The project may end up having significant impact on practical machine learning, and even cause a cultural change in the field -- theory as well as practice -- with long-term ramifications. Given the ubiquity as well as economic and scientific implications of machine learning today, such impact will extend into other disciplines, especially in (ongoing) collaborations with researchers in neuroscience. The project will train a new generation of machine learning researchers, through an active teaching and mentoring plan at all levels, from undergrad to postdoc. This new generation will be at ease combining cutting edge theory and applications. There is a pressing need for such people today, and the senior PIs played a role in training/mentoring several existing ones.

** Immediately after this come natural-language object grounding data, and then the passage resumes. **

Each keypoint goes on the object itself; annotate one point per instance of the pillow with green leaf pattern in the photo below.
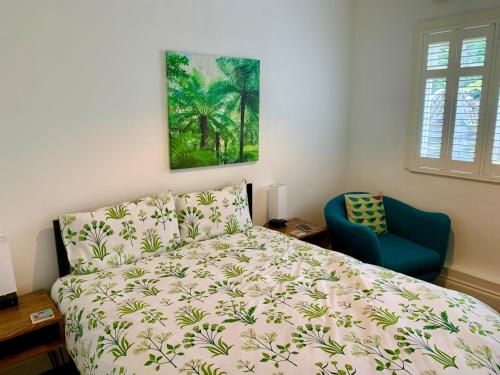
(120, 234)
(207, 214)
(367, 210)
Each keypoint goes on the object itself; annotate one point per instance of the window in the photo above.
(455, 116)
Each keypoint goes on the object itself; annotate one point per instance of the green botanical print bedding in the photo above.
(262, 303)
(208, 214)
(112, 236)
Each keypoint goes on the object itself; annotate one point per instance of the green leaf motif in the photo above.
(117, 212)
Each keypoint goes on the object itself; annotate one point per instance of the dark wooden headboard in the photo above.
(62, 258)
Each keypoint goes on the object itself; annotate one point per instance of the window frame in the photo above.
(433, 31)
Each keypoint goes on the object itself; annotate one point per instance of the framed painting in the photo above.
(213, 109)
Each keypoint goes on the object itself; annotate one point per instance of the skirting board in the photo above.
(484, 290)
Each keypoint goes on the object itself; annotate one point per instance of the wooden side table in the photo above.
(317, 236)
(21, 340)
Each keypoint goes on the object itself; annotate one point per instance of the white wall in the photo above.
(83, 118)
(377, 136)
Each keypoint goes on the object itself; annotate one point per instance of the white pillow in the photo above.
(120, 234)
(207, 214)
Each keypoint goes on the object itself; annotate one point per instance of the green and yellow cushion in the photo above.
(367, 210)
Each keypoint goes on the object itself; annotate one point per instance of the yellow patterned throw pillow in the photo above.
(367, 210)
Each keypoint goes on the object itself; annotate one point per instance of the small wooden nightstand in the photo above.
(21, 340)
(317, 236)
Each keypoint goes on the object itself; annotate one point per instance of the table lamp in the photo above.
(8, 289)
(276, 205)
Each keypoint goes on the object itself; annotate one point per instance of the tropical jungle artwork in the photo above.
(213, 109)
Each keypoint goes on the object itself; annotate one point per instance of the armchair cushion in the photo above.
(367, 210)
(410, 258)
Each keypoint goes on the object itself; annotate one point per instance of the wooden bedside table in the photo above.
(317, 236)
(21, 340)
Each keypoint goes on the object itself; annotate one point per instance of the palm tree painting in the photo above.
(213, 109)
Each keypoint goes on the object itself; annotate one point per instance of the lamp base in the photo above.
(8, 300)
(277, 223)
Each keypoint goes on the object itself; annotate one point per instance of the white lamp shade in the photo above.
(276, 202)
(7, 280)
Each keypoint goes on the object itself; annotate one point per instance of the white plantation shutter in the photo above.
(452, 117)
(495, 156)
(433, 117)
(468, 104)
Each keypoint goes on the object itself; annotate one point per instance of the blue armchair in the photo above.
(415, 244)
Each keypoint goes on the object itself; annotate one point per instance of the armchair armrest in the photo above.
(429, 229)
(353, 239)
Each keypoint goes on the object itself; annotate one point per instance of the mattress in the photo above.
(263, 303)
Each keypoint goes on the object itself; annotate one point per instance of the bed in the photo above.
(264, 303)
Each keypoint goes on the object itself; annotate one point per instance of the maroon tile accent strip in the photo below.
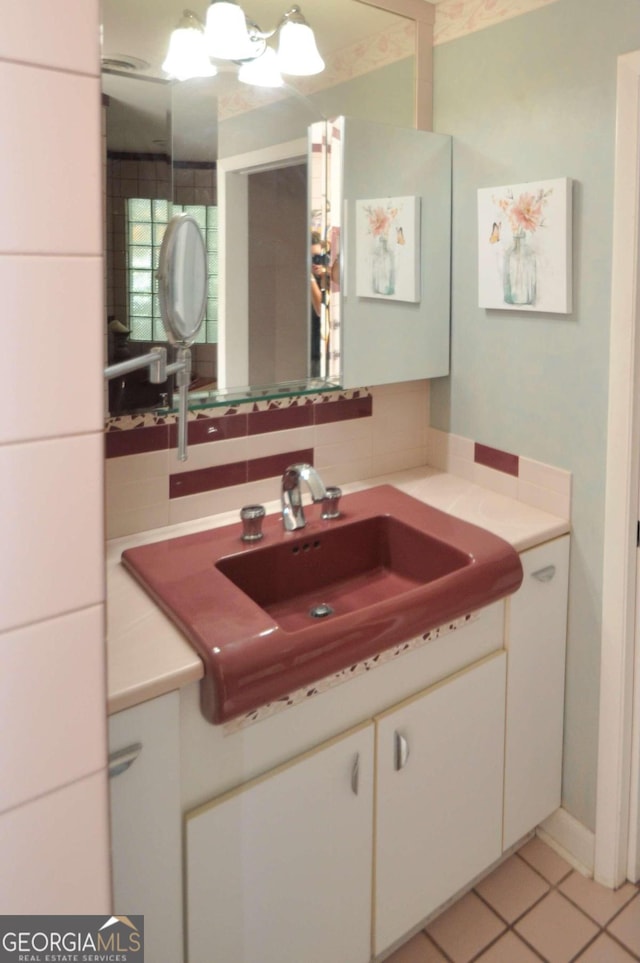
(279, 419)
(203, 430)
(236, 473)
(207, 479)
(136, 441)
(343, 410)
(494, 458)
(272, 465)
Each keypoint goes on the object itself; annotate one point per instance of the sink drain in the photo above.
(320, 611)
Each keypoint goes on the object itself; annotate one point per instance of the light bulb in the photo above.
(187, 54)
(297, 51)
(262, 72)
(226, 32)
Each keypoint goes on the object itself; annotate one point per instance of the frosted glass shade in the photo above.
(263, 72)
(226, 32)
(297, 51)
(187, 55)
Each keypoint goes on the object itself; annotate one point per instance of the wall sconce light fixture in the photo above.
(229, 35)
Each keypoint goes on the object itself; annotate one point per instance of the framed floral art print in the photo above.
(524, 246)
(388, 248)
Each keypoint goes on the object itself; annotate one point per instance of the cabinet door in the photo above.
(146, 845)
(439, 796)
(279, 871)
(536, 633)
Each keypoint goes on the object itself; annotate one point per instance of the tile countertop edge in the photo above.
(148, 657)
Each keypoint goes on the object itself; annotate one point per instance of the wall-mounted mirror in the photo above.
(165, 143)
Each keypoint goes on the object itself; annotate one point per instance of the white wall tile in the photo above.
(130, 468)
(544, 499)
(66, 35)
(142, 519)
(55, 846)
(278, 442)
(54, 337)
(388, 462)
(438, 448)
(51, 511)
(349, 432)
(496, 481)
(342, 452)
(399, 421)
(140, 494)
(50, 198)
(54, 728)
(222, 500)
(545, 476)
(210, 454)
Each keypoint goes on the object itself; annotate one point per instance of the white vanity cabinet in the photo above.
(535, 640)
(279, 871)
(330, 830)
(146, 845)
(439, 764)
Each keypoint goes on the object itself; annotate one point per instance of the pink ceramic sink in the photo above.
(279, 614)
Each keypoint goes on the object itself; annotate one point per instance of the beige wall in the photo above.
(53, 790)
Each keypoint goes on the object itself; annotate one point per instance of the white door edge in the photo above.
(621, 501)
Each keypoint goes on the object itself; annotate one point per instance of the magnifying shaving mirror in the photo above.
(182, 293)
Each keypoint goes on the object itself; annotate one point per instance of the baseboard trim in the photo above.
(570, 839)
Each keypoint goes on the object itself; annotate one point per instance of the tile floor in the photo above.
(533, 907)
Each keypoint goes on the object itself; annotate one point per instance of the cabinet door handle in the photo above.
(120, 760)
(544, 574)
(355, 775)
(401, 753)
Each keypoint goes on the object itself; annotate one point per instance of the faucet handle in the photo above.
(331, 502)
(251, 516)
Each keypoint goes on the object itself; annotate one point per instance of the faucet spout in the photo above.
(292, 511)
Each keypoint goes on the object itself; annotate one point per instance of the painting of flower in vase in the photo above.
(388, 248)
(524, 246)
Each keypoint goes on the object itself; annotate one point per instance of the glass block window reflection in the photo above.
(146, 223)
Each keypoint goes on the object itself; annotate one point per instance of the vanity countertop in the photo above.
(148, 656)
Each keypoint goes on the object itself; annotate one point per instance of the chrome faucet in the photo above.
(292, 513)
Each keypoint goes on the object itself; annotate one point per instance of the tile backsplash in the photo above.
(237, 455)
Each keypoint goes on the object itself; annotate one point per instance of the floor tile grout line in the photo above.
(618, 942)
(510, 923)
(510, 926)
(438, 947)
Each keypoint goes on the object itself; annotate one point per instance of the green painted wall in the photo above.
(530, 99)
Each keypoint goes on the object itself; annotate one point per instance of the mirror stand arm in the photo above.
(159, 371)
(155, 361)
(182, 369)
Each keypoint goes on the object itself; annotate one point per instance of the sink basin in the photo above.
(273, 616)
(343, 569)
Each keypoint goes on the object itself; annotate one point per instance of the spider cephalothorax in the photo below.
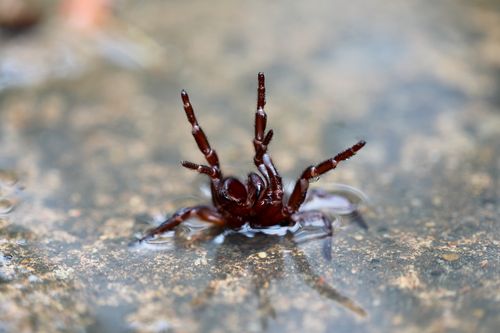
(259, 201)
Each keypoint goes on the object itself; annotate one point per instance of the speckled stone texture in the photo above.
(92, 129)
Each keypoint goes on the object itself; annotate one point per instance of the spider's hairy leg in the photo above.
(275, 183)
(301, 186)
(261, 159)
(261, 141)
(199, 135)
(205, 213)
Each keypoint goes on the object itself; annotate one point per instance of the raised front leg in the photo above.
(300, 190)
(262, 160)
(200, 137)
(205, 213)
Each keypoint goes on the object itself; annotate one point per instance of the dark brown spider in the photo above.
(260, 201)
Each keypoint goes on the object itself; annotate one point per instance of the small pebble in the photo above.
(5, 206)
(262, 255)
(450, 256)
(358, 237)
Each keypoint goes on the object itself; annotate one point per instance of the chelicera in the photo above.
(259, 201)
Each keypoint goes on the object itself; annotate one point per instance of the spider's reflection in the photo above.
(262, 257)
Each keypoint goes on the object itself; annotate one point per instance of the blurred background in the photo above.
(92, 132)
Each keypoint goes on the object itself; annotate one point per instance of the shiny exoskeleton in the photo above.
(260, 200)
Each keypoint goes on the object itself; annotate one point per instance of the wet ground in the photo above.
(92, 129)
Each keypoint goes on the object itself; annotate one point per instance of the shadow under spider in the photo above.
(264, 256)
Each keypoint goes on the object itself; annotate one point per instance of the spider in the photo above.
(259, 202)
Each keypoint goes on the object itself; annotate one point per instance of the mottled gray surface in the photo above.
(92, 129)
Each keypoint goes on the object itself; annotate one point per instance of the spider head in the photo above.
(233, 191)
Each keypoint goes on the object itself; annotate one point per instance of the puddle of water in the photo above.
(338, 199)
(319, 217)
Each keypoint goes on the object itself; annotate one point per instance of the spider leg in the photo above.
(301, 186)
(209, 171)
(205, 213)
(275, 183)
(262, 160)
(260, 140)
(199, 136)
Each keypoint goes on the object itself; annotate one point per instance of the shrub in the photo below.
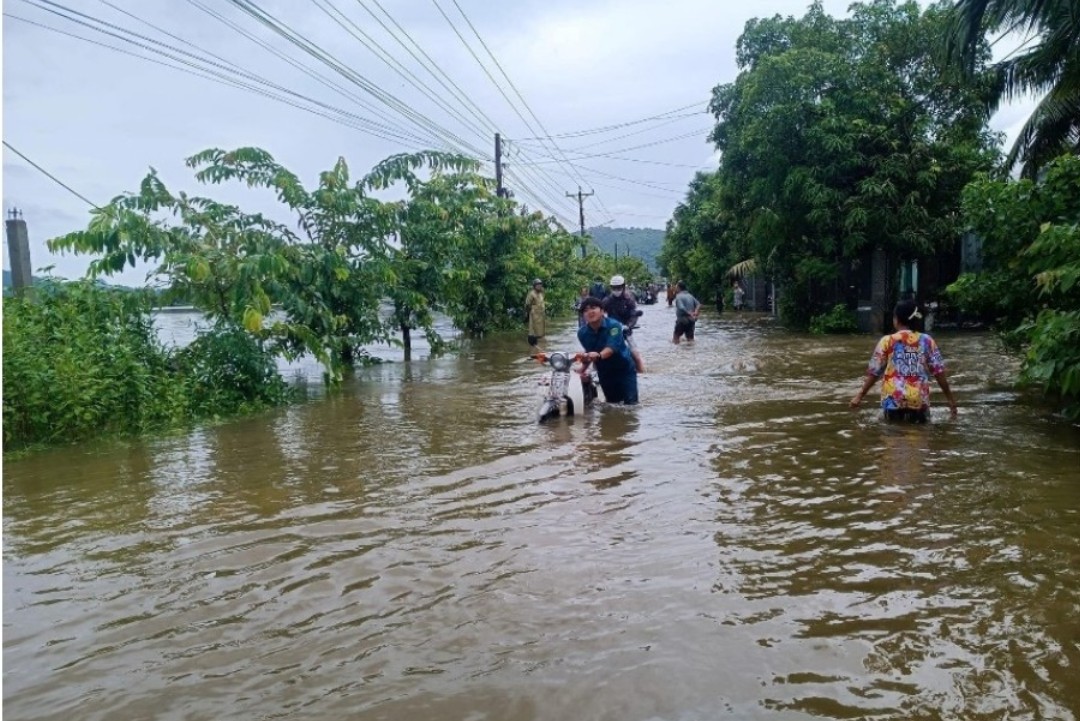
(839, 320)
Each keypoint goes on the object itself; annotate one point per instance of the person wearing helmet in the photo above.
(620, 304)
(535, 312)
(686, 313)
(605, 345)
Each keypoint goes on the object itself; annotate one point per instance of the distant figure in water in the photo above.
(686, 313)
(906, 361)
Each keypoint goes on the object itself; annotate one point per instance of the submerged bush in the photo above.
(839, 320)
(82, 361)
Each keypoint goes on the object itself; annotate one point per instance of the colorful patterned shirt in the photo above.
(906, 361)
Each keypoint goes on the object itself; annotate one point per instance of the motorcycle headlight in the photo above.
(559, 361)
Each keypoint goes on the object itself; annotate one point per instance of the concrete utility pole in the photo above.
(581, 214)
(18, 249)
(499, 190)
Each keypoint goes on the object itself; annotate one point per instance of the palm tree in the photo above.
(1050, 68)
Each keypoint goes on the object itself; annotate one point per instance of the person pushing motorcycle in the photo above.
(620, 304)
(606, 348)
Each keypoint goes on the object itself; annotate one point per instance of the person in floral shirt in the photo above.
(905, 361)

Technical contributions will include new theoretical models of knowledge representation and semantics, and also frameworks for proving convergence of nonconvex optimization routines. Theory will be developed to explain and exploit the interplay between representation learning and supervised learning that has proved so empirically successful in deep learning, and seems to underlie new learning paradigms such as domain adaptation, transfer learning, and interactive learning. Attempts will be made to replace neural models with models with more "interpretable" attributes and performance curves. All PIs have a track record of combining theory with practice. They are also devoted to a heterodox research approach, borrowing from all the past phases of machine learning: interpretable representations from the earlier phases (which relied on logical representations, or probabilistic models), provable guarantees from the middle phase (convex optimization, kernels etc.), and an embrace of nonconvex methods from the latest deep net phase. Such eclecticism is uncommon in machine learning, and may give rise to new paradigms and new kinds of science.